Fear rippled throughout his body – much stronger than when he hunted the wild boars along the edge of the K’ritor Plains.
Trying to come to grips with what had happened, he instinctively knew he had to calm the violent shivers running throughout his body . . . but all he could do was squint against the light.
He glanced from side to side. Except for B’rntina lying next to him, nothing was familiar. He had never seen such things – not even in his most absurd dreams. Even the floor upon which he lay was foreign to his touch.
Forcing his eyes wider against the brightness around him, he released his knees and sat up. Bracing his hands on the floor to help his body stop shaking, he felt the stone he had found in his field. He slipped it into his tunic pocket and then looked up – and his heart nearly leaped from his chest. Strange dark images, their forms fading in and out, floated in the air a few yards in front of him . . . And then everything went black.
P’than reckoned he’d been in the “room” at least four days – and those four days had revealed nothing about his captors, nothing about where he was and nothing about the purpose for his being . . . where? From what he had so far experienced, he somehow knew that it would be a long time before he would get the answer to that question. But there was one thing comforting. He wasn’t alone. He was with B’rntina and several other
Surions. But they couldn’t speak to each other or move within a few paces of each other.
Two days later the separation came.
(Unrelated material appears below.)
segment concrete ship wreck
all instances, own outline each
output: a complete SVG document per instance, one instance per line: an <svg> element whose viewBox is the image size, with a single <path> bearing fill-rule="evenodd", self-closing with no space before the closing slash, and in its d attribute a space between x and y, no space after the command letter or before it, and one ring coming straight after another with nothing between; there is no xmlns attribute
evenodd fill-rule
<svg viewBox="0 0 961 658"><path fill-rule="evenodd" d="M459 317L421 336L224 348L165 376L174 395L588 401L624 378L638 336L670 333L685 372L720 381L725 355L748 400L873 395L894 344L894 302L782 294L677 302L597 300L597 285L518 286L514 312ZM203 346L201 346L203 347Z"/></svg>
P’than and B’rntina were together – but the others were gone.
After the seventh day, P’than’s thinking began to adjust, and old legends began to flit across the back of his mind – legends of distant ancestors having arrived on his world from beyond the stars.
Although B’rntina had been intrigued and fascinated by the stories, P’than remembered he had never paid much attention to them, as any intelligent being knew
it was impossible to fly – and he recalled how many times he had told B’rntina that it was preposterous to think someone could come from the stars. But as he thought of those events, the vision of the “lights” filled his brain – the sudden beams that had flashed
downward through the fog as he raced toward his field. And as much as he didn’t want to think about it, he remembered how the black shape had reappeared moments after B’rntina had run out of the tall grass and stopped next to him at the edge of the flattened
circle of grain – and how the dark light had surrounded them and pulled them up and into this . . . this . . .whatever it was.
P’than didn’t like what he was now forced to believe. It was ridiculous. But as irrational as it all seemed, there was now no doubt in his mind. He and B’rntina were inside one of those legends that had come from the stars. But no sooner had those thoughts run their course than their surroundings vanished, and he and B’rntina found themselves “outside” in an existence that began to take them in and out of any reality they might have known.